= Robert Lauterborn =

German botanist, limnologist and protozoologist

Robert Lauterborn (23 October 1869 - 11 September 1952) was a German botanist, limnologist and protozoologist.

Lauterborn was born in Ludwigshafen where his father was a publisher. His mother died when he was two and he was taken care of by his aunt Pauline while his father married his mother's sister. Robert went to the local school and then studied at Mannheim, leaving school in 1889 with an Abitur. He then studied zoology and botany in Heidelberg and graduated Dr. phil. nat. in 1897. He later became a professor in Karlsruhe.

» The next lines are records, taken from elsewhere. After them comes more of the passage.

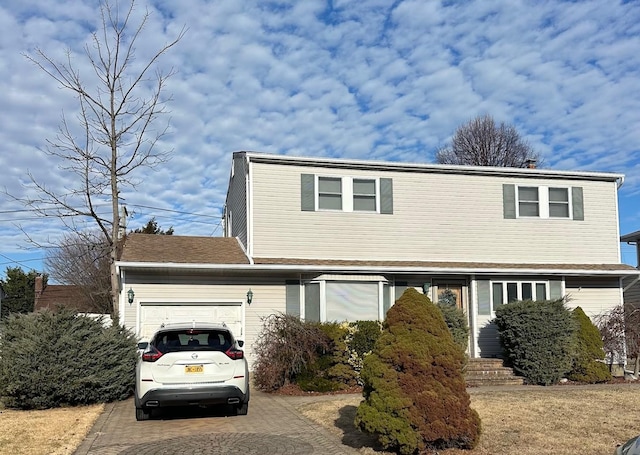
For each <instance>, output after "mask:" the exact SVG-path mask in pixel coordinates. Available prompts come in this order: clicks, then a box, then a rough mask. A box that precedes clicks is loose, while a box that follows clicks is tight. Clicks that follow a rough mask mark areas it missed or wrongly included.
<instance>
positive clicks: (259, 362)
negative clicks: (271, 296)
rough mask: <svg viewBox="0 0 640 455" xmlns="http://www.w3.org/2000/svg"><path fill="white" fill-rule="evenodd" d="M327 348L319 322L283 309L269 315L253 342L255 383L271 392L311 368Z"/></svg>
mask: <svg viewBox="0 0 640 455" xmlns="http://www.w3.org/2000/svg"><path fill="white" fill-rule="evenodd" d="M328 348H329V340H328V338H327V336H326V335H325V333H324V332H323V331H322V329H321V328H320V325H319V324H317V323H311V322H305V321H302V320H301V319H300V318H299V317H297V316H293V315H288V314H282V313H277V314H272V315H269V316H267V317H266V318H264V319H263V325H262V330H261V332H260V335H259V336H258V339H257V341H256V344H255V346H254V352H255V354H256V361H255V364H254V370H253V379H254V382H255V385H256V386H257V387H258V388H259V389H261V390H264V391H269V392H272V391H275V390H278V389H280V388H281V387H283V386H284V385H287V384H289V383H291V382H293V381H294V379H295V378H296V376H299V375H301V374H303V373H304V372H305V371H308V368H309V366H310V365H312V364H313V363H314V362H316V361H317V359H318V356H319V353H322V352H326V351H327V349H328Z"/></svg>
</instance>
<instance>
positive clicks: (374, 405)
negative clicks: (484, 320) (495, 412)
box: [355, 288, 480, 454]
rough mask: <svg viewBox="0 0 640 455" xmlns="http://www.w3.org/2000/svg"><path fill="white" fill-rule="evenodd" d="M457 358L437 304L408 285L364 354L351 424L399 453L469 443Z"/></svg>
mask: <svg viewBox="0 0 640 455" xmlns="http://www.w3.org/2000/svg"><path fill="white" fill-rule="evenodd" d="M464 357H465V355H464V352H463V351H462V349H460V347H459V346H458V345H456V343H455V342H454V341H453V338H452V337H451V334H450V333H449V330H448V329H447V326H446V324H445V322H444V319H443V316H442V314H441V312H440V311H438V309H437V308H436V306H435V305H433V304H432V303H431V301H430V300H429V299H428V298H427V297H425V296H424V295H422V294H420V293H419V292H418V291H416V290H415V289H413V288H409V289H407V290H406V291H405V293H404V294H403V295H402V297H400V299H398V301H397V302H396V303H395V305H394V306H392V307H391V308H390V309H389V312H388V313H387V319H386V321H385V324H384V328H383V332H382V335H381V336H380V338H379V339H378V341H377V342H376V345H375V348H374V350H373V352H372V353H371V355H369V356H368V357H367V358H366V359H365V361H364V368H363V370H362V379H363V381H364V390H363V394H364V398H365V400H364V401H363V402H362V403H361V404H360V406H359V407H358V410H357V413H356V419H355V423H356V425H357V426H358V427H360V429H362V430H363V431H365V432H367V433H373V434H376V435H377V437H378V440H379V442H380V443H381V445H382V446H383V448H385V449H392V450H397V451H399V452H400V453H402V454H411V453H415V452H417V451H424V450H426V449H430V450H437V449H443V448H449V447H457V448H473V447H475V445H476V444H477V442H478V439H479V436H480V418H479V416H478V414H477V413H476V412H475V411H474V410H472V409H471V408H470V399H469V395H468V393H467V391H466V385H465V381H464V377H463V373H462V367H463V364H464Z"/></svg>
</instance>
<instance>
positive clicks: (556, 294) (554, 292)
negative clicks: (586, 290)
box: [549, 280, 562, 300]
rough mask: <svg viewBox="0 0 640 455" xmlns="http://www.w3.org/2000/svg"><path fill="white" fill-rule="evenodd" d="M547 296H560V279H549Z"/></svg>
mask: <svg viewBox="0 0 640 455" xmlns="http://www.w3.org/2000/svg"><path fill="white" fill-rule="evenodd" d="M549 298H550V299H551V300H557V299H561V298H562V281H559V280H550V281H549Z"/></svg>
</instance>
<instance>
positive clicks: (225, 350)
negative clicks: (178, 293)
mask: <svg viewBox="0 0 640 455" xmlns="http://www.w3.org/2000/svg"><path fill="white" fill-rule="evenodd" d="M242 346H243V342H242V341H236V340H235V339H234V337H233V334H232V333H231V331H230V330H229V329H228V328H227V327H226V326H225V325H224V324H210V323H196V322H193V323H179V324H163V325H162V326H161V327H160V329H159V330H158V331H157V332H156V333H155V334H154V335H153V336H152V338H151V341H150V342H149V343H148V345H147V346H146V348H145V350H144V351H143V352H142V355H141V356H140V359H139V361H138V364H137V366H136V390H135V405H136V420H147V419H149V417H150V415H151V409H153V408H161V407H167V406H192V405H195V406H209V405H232V406H234V410H235V412H236V413H237V414H239V415H245V414H247V412H248V410H249V367H248V365H247V360H246V359H245V358H244V352H243V351H242V350H241V349H240V348H241V347H242Z"/></svg>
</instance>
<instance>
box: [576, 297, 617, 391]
mask: <svg viewBox="0 0 640 455" xmlns="http://www.w3.org/2000/svg"><path fill="white" fill-rule="evenodd" d="M573 317H574V318H575V320H576V323H577V325H578V330H577V332H576V355H575V358H574V360H573V367H572V369H571V372H570V373H569V374H568V375H567V378H568V379H571V380H572V381H578V382H584V383H589V384H595V383H599V382H607V381H610V380H611V373H610V372H609V368H608V367H607V365H605V364H604V363H603V362H602V361H603V360H604V356H605V354H604V347H603V346H604V344H603V342H602V338H601V336H600V331H599V330H598V328H597V327H596V326H595V325H594V324H593V322H591V319H589V316H587V315H586V314H585V312H584V311H583V310H582V308H580V307H577V308H575V309H574V310H573Z"/></svg>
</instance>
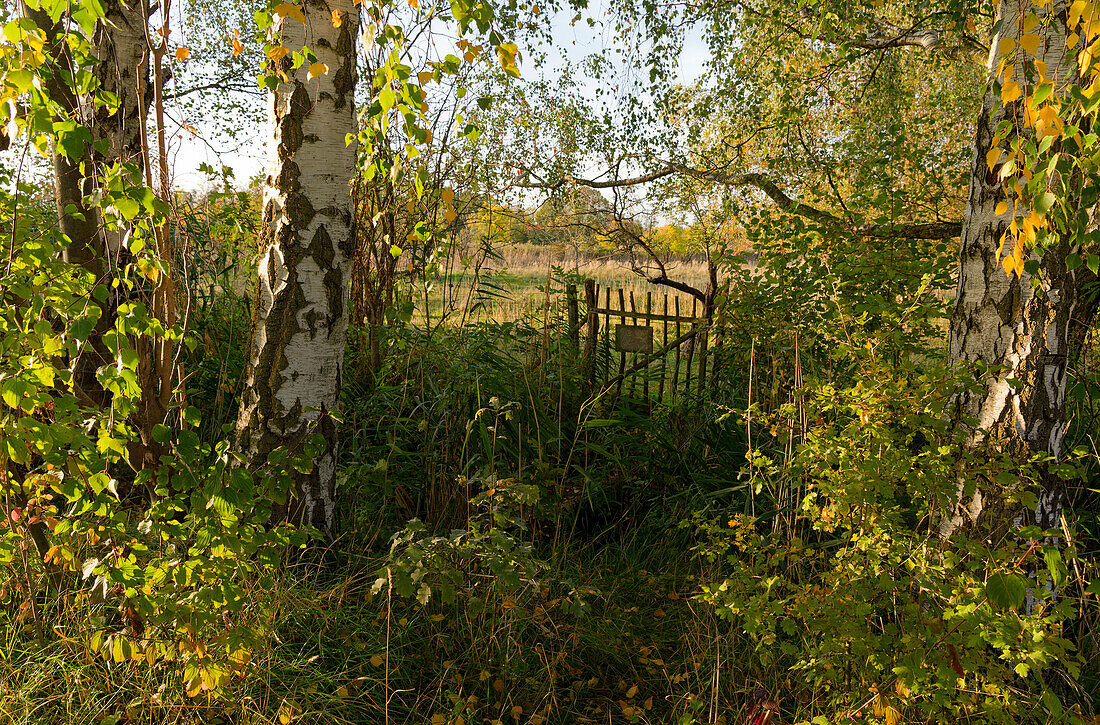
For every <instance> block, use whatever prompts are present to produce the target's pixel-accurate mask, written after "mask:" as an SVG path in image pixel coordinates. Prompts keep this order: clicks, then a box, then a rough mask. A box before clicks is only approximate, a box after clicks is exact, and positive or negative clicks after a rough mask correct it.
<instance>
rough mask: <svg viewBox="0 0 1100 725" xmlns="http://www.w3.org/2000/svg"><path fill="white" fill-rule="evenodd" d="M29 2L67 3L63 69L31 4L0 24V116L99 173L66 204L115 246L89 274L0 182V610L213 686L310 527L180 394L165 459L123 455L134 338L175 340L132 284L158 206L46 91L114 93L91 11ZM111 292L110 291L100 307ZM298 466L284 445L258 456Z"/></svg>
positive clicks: (160, 261) (238, 647) (61, 9)
mask: <svg viewBox="0 0 1100 725" xmlns="http://www.w3.org/2000/svg"><path fill="white" fill-rule="evenodd" d="M29 4H30V6H31V7H32V8H33V9H41V10H42V11H44V12H45V13H47V15H48V17H50V18H51V19H52V20H53V21H54V22H55V23H56V22H57V21H58V20H59V19H61V18H62V17H63V13H66V12H67V15H66V17H67V18H68V20H67V21H65V25H64V34H63V36H62V40H61V41H59V42H62V43H64V44H65V47H66V48H67V52H68V54H69V57H70V59H72V69H69V70H66V72H63V70H62V69H61V66H59V65H58V64H57V63H56V61H55V58H54V55H53V54H54V52H55V51H56V47H54V46H51V45H50V41H48V39H50V35H48V34H47V32H46V31H45V30H44V29H41V28H38V26H37V25H35V24H34V22H32V21H31V20H29V19H26V18H23V19H19V20H14V21H11V22H9V23H7V24H4V26H3V39H4V42H3V43H2V44H0V124H2V125H3V128H4V132H5V133H9V134H10V135H9V138H8V140H9V143H10V142H12V141H14V142H15V143H20V142H22V143H23V144H25V145H24V153H36V151H35V150H37V151H40V152H42V153H44V154H45V153H48V152H50V151H51V150H55V152H56V153H57V154H59V155H62V156H64V157H66V158H67V160H68V162H69V163H72V164H74V165H77V166H78V167H81V168H84V171H83V172H81V173H84V174H86V175H87V176H88V182H90V180H91V179H92V178H95V179H96V180H97V182H98V184H96V185H90V184H89V186H92V188H91V189H90V191H89V193H88V194H87V195H86V196H85V198H84V204H85V206H86V208H85V211H79V210H76V209H73V208H67V209H65V210H63V211H64V213H65V215H68V216H75V215H81V216H88V215H95V217H96V218H97V220H98V221H99V222H101V229H100V230H99V231H98V232H97V233H102V231H103V230H106V231H107V232H108V233H114V234H117V235H118V238H119V239H121V240H122V243H123V245H124V252H125V253H124V254H122V255H121V259H124V260H127V261H125V263H124V264H123V263H118V264H117V265H116V266H114V268H113V270H112V271H111V272H108V273H107V274H106V275H102V276H98V275H97V274H96V273H94V272H91V271H89V268H88V267H86V266H79V265H75V264H70V263H69V262H67V261H65V256H66V255H65V252H66V250H67V248H69V246H70V244H72V240H70V239H69V238H67V237H66V235H65V234H63V233H62V231H61V229H59V227H58V224H57V217H56V212H55V211H53V210H51V211H45V209H46V208H47V207H50V206H51V205H46V204H43V202H42V200H41V199H38V198H36V196H35V195H36V194H37V190H36V189H35V187H33V186H31V185H27V184H25V183H24V182H23V179H21V178H18V177H13V178H8V179H4V184H3V185H2V186H0V231H2V234H0V238H2V241H0V244H2V254H0V257H2V262H0V265H2V273H0V295H2V299H3V305H0V352H2V354H0V400H2V404H0V510H2V521H0V569H2V570H3V574H2V576H0V580H2V581H3V582H4V584H2V585H0V604H2V605H3V608H2V609H0V617H2V618H3V619H5V620H7V623H8V626H10V627H11V628H12V630H13V631H30V633H32V634H33V635H35V636H36V637H37V638H38V639H40V640H45V639H48V638H52V637H58V636H61V637H65V638H67V639H69V640H72V641H73V644H76V645H77V646H85V647H87V648H88V649H89V650H90V651H91V652H94V653H97V655H99V656H101V657H102V658H105V659H107V660H109V661H111V662H113V663H114V666H117V667H121V666H131V667H139V666H145V667H153V666H155V664H157V663H158V662H163V661H169V662H173V663H174V666H173V667H168V668H165V669H163V670H162V671H163V672H165V673H171V672H179V673H180V674H182V677H183V682H184V685H185V690H186V692H187V694H189V695H197V694H199V693H200V692H204V691H207V692H219V691H223V690H224V688H226V686H227V685H228V684H229V683H230V682H231V679H232V675H233V674H234V673H240V672H242V671H243V668H244V667H245V666H246V664H248V662H249V659H250V657H251V652H252V651H253V650H254V649H255V648H256V646H257V645H259V642H260V640H261V639H262V638H264V637H265V636H266V634H267V626H268V624H267V617H268V615H270V613H265V612H263V611H262V606H263V605H262V604H257V603H262V602H263V601H264V600H263V597H257V596H255V594H254V592H251V591H250V590H252V589H254V587H264V586H266V585H270V584H271V581H272V578H273V574H274V572H275V570H276V567H277V565H278V563H279V561H281V558H282V554H283V551H284V550H285V548H286V547H287V546H288V545H301V543H304V541H305V540H306V538H307V535H306V532H304V531H298V530H294V529H292V528H290V527H287V526H273V525H272V524H271V523H270V520H268V517H270V512H271V504H270V503H268V502H273V501H277V499H278V492H285V491H288V490H289V486H288V484H287V483H286V481H283V480H281V476H282V475H285V474H267V475H262V476H260V477H259V480H257V479H254V477H253V475H252V474H250V473H249V472H246V471H245V470H243V469H242V468H240V466H238V465H235V460H234V459H233V457H232V454H231V453H230V451H229V448H228V443H224V442H223V443H219V444H217V446H215V447H209V446H204V444H201V443H200V442H199V439H198V437H197V435H196V433H195V432H194V430H193V427H194V426H195V425H196V424H197V418H198V414H197V410H195V409H194V408H183V407H178V406H177V409H176V410H175V411H173V414H172V416H171V417H169V419H172V420H178V429H176V430H173V429H171V428H168V427H167V426H165V425H156V426H154V427H153V428H152V435H153V438H154V439H155V442H156V443H157V444H158V446H162V447H163V450H164V451H165V453H166V454H165V455H163V457H162V459H161V465H160V466H147V465H143V461H135V460H133V458H134V457H133V455H132V454H131V452H132V450H134V447H135V446H136V444H139V443H141V444H144V443H145V442H144V441H139V437H138V436H136V433H135V431H134V426H133V425H132V424H131V422H130V420H129V419H128V416H130V415H132V414H134V413H135V411H136V410H138V409H139V405H140V402H141V399H142V394H143V392H142V389H141V385H140V384H139V366H140V364H141V360H140V359H141V354H140V352H139V350H140V349H141V348H140V345H141V344H142V343H144V344H146V345H147V344H150V343H152V342H157V343H160V344H167V345H177V344H180V343H182V342H183V341H184V340H185V331H184V329H183V328H182V326H180V325H179V323H178V322H177V323H173V325H167V323H165V321H164V320H163V319H161V318H160V317H157V316H156V315H154V314H153V312H151V310H150V307H149V306H147V305H146V304H145V301H144V299H143V295H144V294H145V293H146V292H147V287H149V284H150V283H156V281H157V279H158V278H161V277H162V275H166V274H169V273H171V271H169V268H168V265H167V264H166V263H165V262H164V261H162V260H160V259H157V257H156V256H155V254H154V253H153V252H152V250H151V248H153V246H155V245H154V244H150V245H149V246H146V244H145V242H146V240H149V239H151V238H152V237H153V233H154V230H155V229H156V228H157V227H158V226H161V224H163V223H165V215H166V212H167V207H166V205H165V204H164V202H163V201H162V200H161V199H158V198H157V196H156V195H155V194H154V193H153V191H152V190H150V189H147V188H146V187H144V186H143V185H141V184H140V183H138V179H140V178H141V176H140V174H138V173H136V171H135V169H134V168H133V167H125V166H123V165H121V164H114V165H106V167H105V168H101V169H97V171H98V174H97V175H95V176H92V173H91V171H90V168H89V166H90V164H91V162H90V161H89V157H88V156H86V155H85V154H86V150H87V149H88V146H89V145H94V144H92V141H91V138H92V136H91V133H90V131H89V130H88V129H87V128H85V127H83V125H80V124H79V122H78V120H77V119H74V118H72V114H70V113H68V112H66V111H65V110H64V109H63V108H62V107H61V106H59V105H58V103H57V102H56V101H55V99H54V98H52V97H51V95H50V91H48V90H47V89H48V88H51V87H52V81H53V80H56V79H57V78H62V79H63V81H68V83H72V84H73V85H74V86H75V87H76V88H78V89H80V90H81V91H83V92H84V94H85V97H86V98H87V100H88V102H89V103H91V105H94V106H95V107H99V106H100V105H110V103H111V102H112V101H113V99H112V98H111V97H110V95H108V94H101V92H99V91H98V80H97V79H96V77H95V74H94V73H92V69H94V67H95V64H96V58H95V57H94V56H92V55H91V44H90V40H89V39H90V37H91V33H92V31H94V29H95V28H96V23H97V22H99V21H101V20H102V15H101V11H102V9H101V7H100V6H99V4H98V3H76V4H73V7H72V8H69V7H68V4H67V3H64V2H37V3H36V2H33V1H32V2H29ZM51 32H56V29H54V31H51ZM86 188H88V187H87V186H86ZM109 297H113V299H114V300H116V301H117V304H116V305H113V306H111V305H107V304H105V301H106V300H108V298H109ZM118 300H121V301H118ZM107 310H110V312H109V314H110V315H111V319H110V320H107V319H106V318H105V315H107V314H108V311H107ZM94 348H95V349H96V354H97V355H103V354H105V352H103V351H106V355H107V356H108V358H109V361H108V362H107V364H102V365H100V366H98V370H96V372H95V377H96V385H98V387H99V388H101V392H102V394H103V395H102V397H103V399H106V400H107V403H106V404H105V405H95V404H94V402H91V400H90V399H89V397H88V395H87V394H86V393H85V392H83V391H81V389H79V386H78V385H77V384H76V383H77V382H76V375H75V373H76V372H77V369H78V366H79V364H80V361H81V359H83V356H84V355H89V354H90V353H91V351H92V349H94ZM300 453H301V454H303V455H308V453H309V451H308V450H304V451H301V452H300ZM305 465H308V461H306V460H304V459H303V458H301V455H297V457H292V455H290V454H288V453H286V452H285V451H284V452H279V453H278V454H277V455H276V459H275V460H273V461H272V465H271V468H272V470H277V471H281V472H282V471H286V470H287V469H289V468H292V466H299V468H300V466H305ZM134 469H139V470H136V471H135V470H134ZM143 491H149V492H150V493H151V495H152V503H151V504H150V503H147V502H149V499H147V498H146V497H145V496H144V495H142V494H141V493H140V492H143ZM59 625H65V626H59ZM61 633H64V634H61Z"/></svg>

Lauterborn worked on river ecology and the biology of wastewater. His Ph.D. work was on dinoflagellates (esp. Ceratium hirundinella). He later conducted large scale studies on the limnology of the Rhine waters. He also transcribed and published the work of the Strasbourg fisherman-naturalist Leonhard Baldner who had also conducted studies on the Rhine in the 1600s. He described the genus Paulinella (named after his step-mother). Lauterborn influenced the work of his student August Thienemann.

The genus Lauterborniella (in the algae family) was named in his honour by Schmidle in 1900.

The research vessel R/V Robert Lauterborn on Lake Constance is named after him.